At the tail end of 2013, Congress passed a law directing the Department of Energy to develop exascale computing capability within the next decade in order to meet the objectives of the nuclear stockpile stewardship program. The directive is part of the 2014 National Defense Authorization Act, which President Obama signed into law on December 26, 2013.
“The Administrator for Nuclear Security shall develop and carry out a plan to develop exascale computing and incorporate such computing into the stockpile stewardship program under section 4201 of the Atomic Energy Defense Act (50 U.S.C. 2521) during the 10-year period beginning on the date of the enactment of this Act,” notes the relevant text from the law (H.R. 3304).
In November, a month before the law was passed, DOE officials laid out a detailed 10-year roadmap for exascale computing as part of the Advanced Scientific Computing Advisory Committee meeting in Denver. In addition to weapons research and simulation, exascale computing is considered critical for the processing of increasingly-large big data sets, including genomics, climate modeling and high-energy physics.
One of the group’s principle voices, William J. Harrod, Division Director for the Advanced Scientific Computing Research, Office of Science, explained that the DOE’s mission to push the frontiers of science and technology will require extreme-scale computing with machines that are 500 to 1,000 times more capable than today’s computers, albeit with a similar size and power footprint.
The DOE won’t be able to meet its goals using a business-as-usual evolutionary approach, Harrod noted as part of his Exascale Update, “rather it will require major novel advances in computing technology: exascale computing.”
The DOE Office of Science envisions an exascale computing system that is productive and based on marketable technology. The execution strategy proposed by the Office of Science outlines the research, development, applications, facilities, and integration necessary for deploying an exascale system in the early 2020s. In order to realize this goal, the Office is fostering partnerships with government, computer industry, DOE labs, academia, and the international research community.

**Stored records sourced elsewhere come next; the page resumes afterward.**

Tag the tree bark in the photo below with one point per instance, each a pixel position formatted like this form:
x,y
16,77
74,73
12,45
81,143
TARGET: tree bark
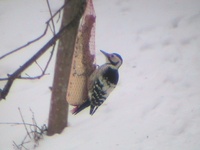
x,y
59,108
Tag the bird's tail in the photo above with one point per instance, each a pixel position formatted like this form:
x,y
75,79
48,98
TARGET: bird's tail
x,y
81,107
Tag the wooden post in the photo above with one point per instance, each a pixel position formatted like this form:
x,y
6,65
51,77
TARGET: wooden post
x,y
59,107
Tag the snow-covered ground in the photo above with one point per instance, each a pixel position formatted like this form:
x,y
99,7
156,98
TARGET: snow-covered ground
x,y
156,105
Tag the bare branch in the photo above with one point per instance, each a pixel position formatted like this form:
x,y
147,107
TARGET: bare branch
x,y
23,46
54,29
24,123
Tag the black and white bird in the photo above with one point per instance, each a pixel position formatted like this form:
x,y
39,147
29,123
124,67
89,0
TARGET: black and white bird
x,y
101,82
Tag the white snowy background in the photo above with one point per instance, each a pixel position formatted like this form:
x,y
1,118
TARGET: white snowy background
x,y
156,105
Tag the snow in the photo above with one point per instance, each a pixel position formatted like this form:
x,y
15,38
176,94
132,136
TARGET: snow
x,y
156,104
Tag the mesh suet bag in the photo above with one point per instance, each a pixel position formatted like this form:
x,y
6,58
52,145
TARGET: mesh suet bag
x,y
83,63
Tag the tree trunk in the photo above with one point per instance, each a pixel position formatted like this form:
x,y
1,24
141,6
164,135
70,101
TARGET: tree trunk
x,y
59,108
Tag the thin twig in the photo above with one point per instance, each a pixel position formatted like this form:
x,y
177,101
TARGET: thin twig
x,y
24,123
23,46
49,7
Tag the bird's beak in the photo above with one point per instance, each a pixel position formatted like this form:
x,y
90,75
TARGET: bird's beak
x,y
106,54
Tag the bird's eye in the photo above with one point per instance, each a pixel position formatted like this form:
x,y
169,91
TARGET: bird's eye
x,y
112,56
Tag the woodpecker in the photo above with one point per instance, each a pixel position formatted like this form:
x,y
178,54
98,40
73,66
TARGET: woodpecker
x,y
101,82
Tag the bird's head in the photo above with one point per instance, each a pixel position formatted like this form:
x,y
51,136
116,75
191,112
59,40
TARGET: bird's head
x,y
114,59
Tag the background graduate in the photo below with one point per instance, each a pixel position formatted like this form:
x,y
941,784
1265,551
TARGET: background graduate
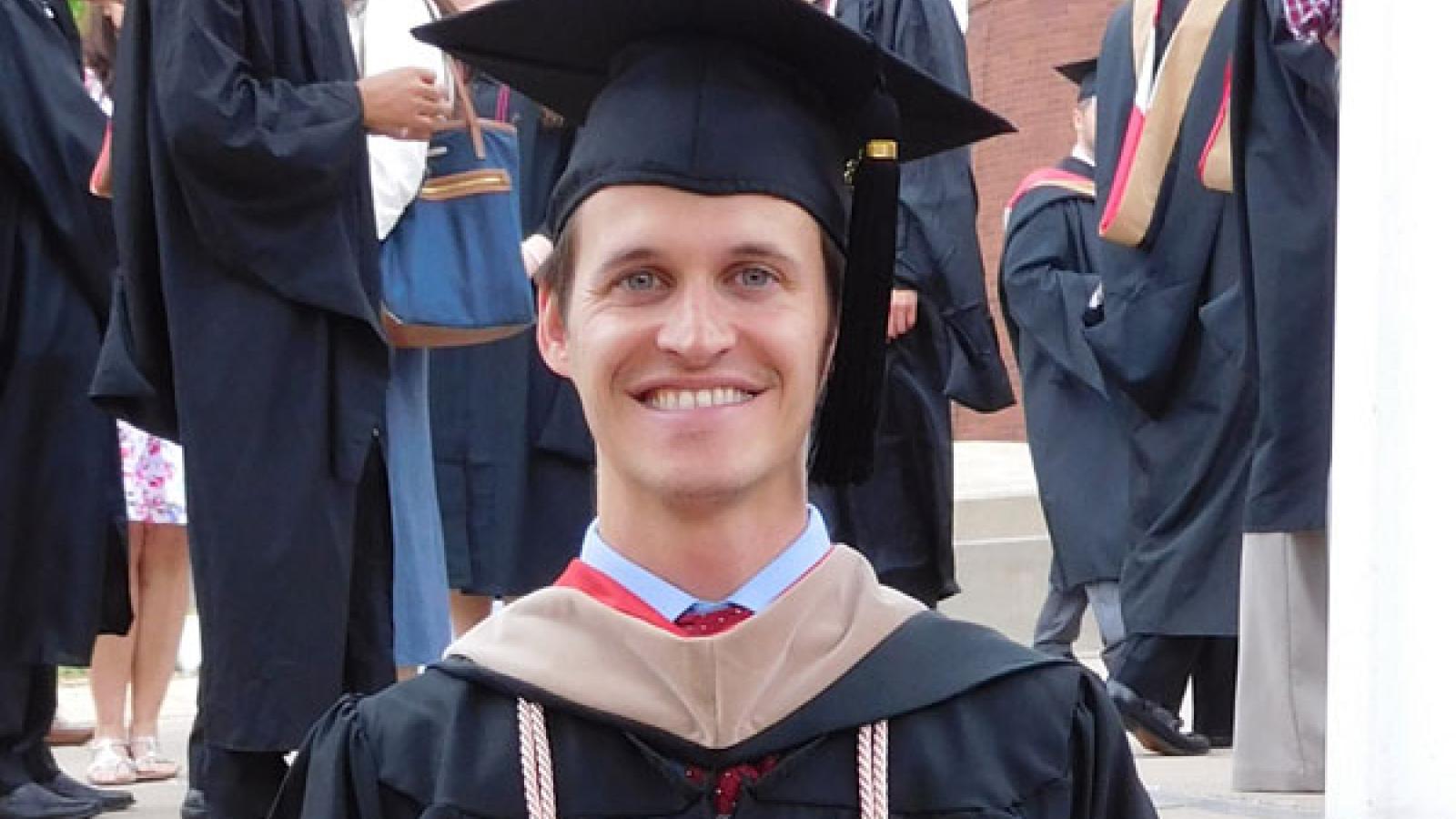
x,y
1048,274
941,341
63,550
1286,147
713,653
1172,344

As part of the meeting’s proceedings, the ASCAC exascale subcommittee released a study laying out the top 10 technical challenges facing exascale, reproduced below:
– Energy efficient circuit, power and cooling technologies.
– High performance interconnect technologies.

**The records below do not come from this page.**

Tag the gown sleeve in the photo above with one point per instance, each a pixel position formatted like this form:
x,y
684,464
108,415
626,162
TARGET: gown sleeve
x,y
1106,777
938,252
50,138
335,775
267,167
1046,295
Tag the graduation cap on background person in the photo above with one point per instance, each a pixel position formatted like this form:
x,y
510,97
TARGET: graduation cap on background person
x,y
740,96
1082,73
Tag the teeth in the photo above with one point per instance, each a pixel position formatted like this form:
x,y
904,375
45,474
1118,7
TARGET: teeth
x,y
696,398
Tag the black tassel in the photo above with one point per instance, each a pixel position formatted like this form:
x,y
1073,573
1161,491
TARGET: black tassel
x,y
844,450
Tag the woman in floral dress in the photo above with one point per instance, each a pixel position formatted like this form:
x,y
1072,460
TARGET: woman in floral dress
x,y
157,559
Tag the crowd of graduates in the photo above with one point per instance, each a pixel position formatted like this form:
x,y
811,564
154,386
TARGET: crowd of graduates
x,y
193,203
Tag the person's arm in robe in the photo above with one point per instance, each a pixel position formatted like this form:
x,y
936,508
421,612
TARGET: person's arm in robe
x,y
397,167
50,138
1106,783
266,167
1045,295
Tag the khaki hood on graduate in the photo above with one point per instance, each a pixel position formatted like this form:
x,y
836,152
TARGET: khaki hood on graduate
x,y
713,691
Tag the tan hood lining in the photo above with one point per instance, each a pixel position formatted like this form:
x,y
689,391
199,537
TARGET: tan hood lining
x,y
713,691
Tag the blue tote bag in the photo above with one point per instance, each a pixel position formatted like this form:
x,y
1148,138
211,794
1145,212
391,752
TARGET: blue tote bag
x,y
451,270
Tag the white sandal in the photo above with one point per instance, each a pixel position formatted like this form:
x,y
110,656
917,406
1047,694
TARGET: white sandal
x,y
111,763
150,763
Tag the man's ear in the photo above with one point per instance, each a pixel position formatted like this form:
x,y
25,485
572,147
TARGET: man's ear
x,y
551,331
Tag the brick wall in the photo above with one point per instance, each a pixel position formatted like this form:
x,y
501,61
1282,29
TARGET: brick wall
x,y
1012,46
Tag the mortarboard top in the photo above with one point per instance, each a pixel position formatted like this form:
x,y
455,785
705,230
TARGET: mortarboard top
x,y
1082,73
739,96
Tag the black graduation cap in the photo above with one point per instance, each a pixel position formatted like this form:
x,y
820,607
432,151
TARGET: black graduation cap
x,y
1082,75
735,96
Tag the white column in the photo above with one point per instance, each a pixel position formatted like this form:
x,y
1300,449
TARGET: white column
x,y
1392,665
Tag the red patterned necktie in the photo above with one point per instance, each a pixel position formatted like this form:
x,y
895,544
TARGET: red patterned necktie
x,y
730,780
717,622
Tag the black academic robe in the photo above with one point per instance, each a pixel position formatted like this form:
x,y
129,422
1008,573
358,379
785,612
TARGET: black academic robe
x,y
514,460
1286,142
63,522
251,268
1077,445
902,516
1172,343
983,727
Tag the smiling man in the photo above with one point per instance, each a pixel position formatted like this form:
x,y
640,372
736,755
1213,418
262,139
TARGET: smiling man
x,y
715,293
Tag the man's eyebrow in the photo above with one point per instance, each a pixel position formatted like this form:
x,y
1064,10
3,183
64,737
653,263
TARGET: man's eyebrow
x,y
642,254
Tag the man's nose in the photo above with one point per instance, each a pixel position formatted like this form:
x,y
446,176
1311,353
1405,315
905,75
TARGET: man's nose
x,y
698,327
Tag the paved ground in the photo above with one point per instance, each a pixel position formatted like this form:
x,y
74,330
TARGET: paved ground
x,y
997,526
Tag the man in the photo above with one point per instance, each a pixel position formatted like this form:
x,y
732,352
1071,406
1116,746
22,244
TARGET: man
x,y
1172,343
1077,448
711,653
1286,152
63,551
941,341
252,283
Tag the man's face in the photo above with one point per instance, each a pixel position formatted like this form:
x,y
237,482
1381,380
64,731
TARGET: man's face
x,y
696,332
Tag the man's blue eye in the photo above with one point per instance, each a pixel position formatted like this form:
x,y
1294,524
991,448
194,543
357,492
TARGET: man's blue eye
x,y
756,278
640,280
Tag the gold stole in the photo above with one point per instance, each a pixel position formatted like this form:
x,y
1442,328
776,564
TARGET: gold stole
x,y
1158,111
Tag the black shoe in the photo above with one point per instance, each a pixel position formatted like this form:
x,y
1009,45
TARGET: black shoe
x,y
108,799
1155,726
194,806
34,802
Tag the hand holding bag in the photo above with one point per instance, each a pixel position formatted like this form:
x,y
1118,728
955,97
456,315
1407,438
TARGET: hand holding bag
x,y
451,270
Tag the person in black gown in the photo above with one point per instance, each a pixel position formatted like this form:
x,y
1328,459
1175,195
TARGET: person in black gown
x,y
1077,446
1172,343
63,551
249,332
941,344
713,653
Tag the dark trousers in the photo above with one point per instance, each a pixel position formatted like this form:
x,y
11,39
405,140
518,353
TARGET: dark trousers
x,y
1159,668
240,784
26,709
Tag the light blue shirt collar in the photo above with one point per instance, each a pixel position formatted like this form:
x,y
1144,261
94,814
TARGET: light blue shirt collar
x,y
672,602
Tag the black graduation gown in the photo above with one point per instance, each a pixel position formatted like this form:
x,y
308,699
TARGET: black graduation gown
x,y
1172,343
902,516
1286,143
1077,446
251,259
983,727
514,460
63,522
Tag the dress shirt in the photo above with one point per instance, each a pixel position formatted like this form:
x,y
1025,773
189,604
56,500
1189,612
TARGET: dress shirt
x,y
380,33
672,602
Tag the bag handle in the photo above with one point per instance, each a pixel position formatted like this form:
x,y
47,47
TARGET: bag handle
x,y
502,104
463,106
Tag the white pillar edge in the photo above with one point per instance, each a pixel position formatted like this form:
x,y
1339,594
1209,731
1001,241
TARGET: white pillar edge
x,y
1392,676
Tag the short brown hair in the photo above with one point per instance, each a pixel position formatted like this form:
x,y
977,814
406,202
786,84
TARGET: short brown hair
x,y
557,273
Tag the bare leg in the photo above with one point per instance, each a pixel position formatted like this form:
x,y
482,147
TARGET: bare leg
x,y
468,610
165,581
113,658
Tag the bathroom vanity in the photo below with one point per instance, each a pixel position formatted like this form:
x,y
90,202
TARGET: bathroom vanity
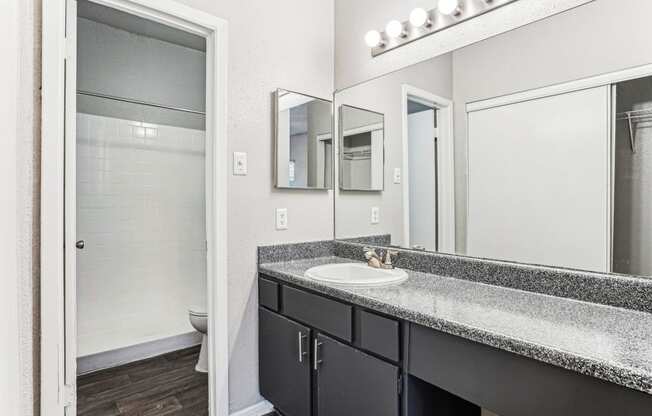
x,y
444,345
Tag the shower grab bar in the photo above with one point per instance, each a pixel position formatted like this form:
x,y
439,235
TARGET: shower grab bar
x,y
632,116
132,101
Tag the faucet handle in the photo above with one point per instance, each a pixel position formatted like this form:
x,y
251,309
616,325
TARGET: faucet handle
x,y
388,257
370,252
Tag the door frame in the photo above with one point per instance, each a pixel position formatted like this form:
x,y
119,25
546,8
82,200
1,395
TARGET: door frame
x,y
57,49
445,163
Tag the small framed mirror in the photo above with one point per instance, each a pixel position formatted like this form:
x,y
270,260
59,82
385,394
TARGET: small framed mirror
x,y
362,144
304,141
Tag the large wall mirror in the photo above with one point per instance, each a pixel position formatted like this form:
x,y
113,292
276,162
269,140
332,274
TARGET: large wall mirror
x,y
304,141
362,135
532,146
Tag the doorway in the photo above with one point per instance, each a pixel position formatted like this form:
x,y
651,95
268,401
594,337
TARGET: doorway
x,y
422,174
428,171
139,291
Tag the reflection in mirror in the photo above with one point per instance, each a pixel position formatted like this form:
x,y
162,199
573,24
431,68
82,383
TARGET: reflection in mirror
x,y
362,155
304,141
550,157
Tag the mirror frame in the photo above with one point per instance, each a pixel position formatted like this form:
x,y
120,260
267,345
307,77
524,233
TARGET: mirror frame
x,y
275,107
340,152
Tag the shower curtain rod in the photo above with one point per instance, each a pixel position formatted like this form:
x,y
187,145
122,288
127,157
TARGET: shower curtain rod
x,y
132,101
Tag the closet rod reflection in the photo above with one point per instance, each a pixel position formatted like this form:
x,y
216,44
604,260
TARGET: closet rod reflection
x,y
132,101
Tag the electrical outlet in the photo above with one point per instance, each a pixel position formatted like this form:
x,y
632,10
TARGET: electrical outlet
x,y
239,163
375,215
281,218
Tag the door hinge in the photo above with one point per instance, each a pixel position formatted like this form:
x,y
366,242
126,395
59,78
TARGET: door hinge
x,y
69,395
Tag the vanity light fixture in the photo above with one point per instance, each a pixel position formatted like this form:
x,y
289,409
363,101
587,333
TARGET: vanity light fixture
x,y
449,7
422,23
394,29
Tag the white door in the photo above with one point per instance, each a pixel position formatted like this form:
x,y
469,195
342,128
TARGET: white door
x,y
422,180
70,219
539,181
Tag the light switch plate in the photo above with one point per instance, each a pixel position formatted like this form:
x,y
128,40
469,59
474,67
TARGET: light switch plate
x,y
281,218
375,215
239,163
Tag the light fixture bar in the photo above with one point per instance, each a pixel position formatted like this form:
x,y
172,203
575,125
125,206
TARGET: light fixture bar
x,y
435,21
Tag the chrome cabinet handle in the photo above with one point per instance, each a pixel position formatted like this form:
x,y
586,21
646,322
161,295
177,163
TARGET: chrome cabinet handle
x,y
301,351
316,346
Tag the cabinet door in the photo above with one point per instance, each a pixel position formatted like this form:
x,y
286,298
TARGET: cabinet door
x,y
284,363
352,383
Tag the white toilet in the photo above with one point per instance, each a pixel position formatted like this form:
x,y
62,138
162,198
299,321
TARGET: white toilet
x,y
199,320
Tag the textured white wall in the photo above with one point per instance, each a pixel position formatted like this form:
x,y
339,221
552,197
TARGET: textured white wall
x,y
141,212
271,44
10,372
25,109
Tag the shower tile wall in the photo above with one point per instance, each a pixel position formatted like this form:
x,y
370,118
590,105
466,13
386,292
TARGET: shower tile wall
x,y
141,212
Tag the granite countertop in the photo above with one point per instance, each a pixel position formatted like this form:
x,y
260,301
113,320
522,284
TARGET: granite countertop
x,y
606,342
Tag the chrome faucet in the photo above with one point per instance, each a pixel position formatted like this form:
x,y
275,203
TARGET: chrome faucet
x,y
374,260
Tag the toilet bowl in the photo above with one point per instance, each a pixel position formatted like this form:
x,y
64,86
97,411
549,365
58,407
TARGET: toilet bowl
x,y
199,320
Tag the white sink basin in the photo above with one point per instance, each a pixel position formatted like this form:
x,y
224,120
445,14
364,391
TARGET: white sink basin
x,y
356,274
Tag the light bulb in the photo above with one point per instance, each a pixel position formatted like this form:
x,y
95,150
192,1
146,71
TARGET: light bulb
x,y
394,29
449,7
419,17
373,39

– Advanced memory technologies to dramatically improve capacity and bandwidth.
– Scalable system software that is power and resilience aware.
– Data management software that can handle the volume, velocity and diversity of data-storage
– Programming environments to express massive parallelism, data locality, and resilience.
– Reformulating science problems and refactoring solution algorithms for exascale.
– Ensuring correctness in the face of faults, reproducibility, and algorithm verification.
– Mathematical optimization and uncertainty quantification for discovery, design, and decision.
– Software engineering and supporting structures to enable scientific productivity.
At least some of these challenges are being addressed by projects like Fast Forward and Design Forward, which are funded by the DOE’s Office of Science and the National Nuclear Security Administration. Under these programs, two-year contracts totaling $62.4 million were awarded to AMD, IBM, Intel and NVIDIA in July 2012, with another $25.4 million in contracts going to the same companies plus Cray in the fall of 2013. Extreme scale software projects are also underway. These include 2012 X-Stack, Co-Design Centers, Mod/Sim, 2013 OS/R, and miscellaneous software, such as Exascale MPI.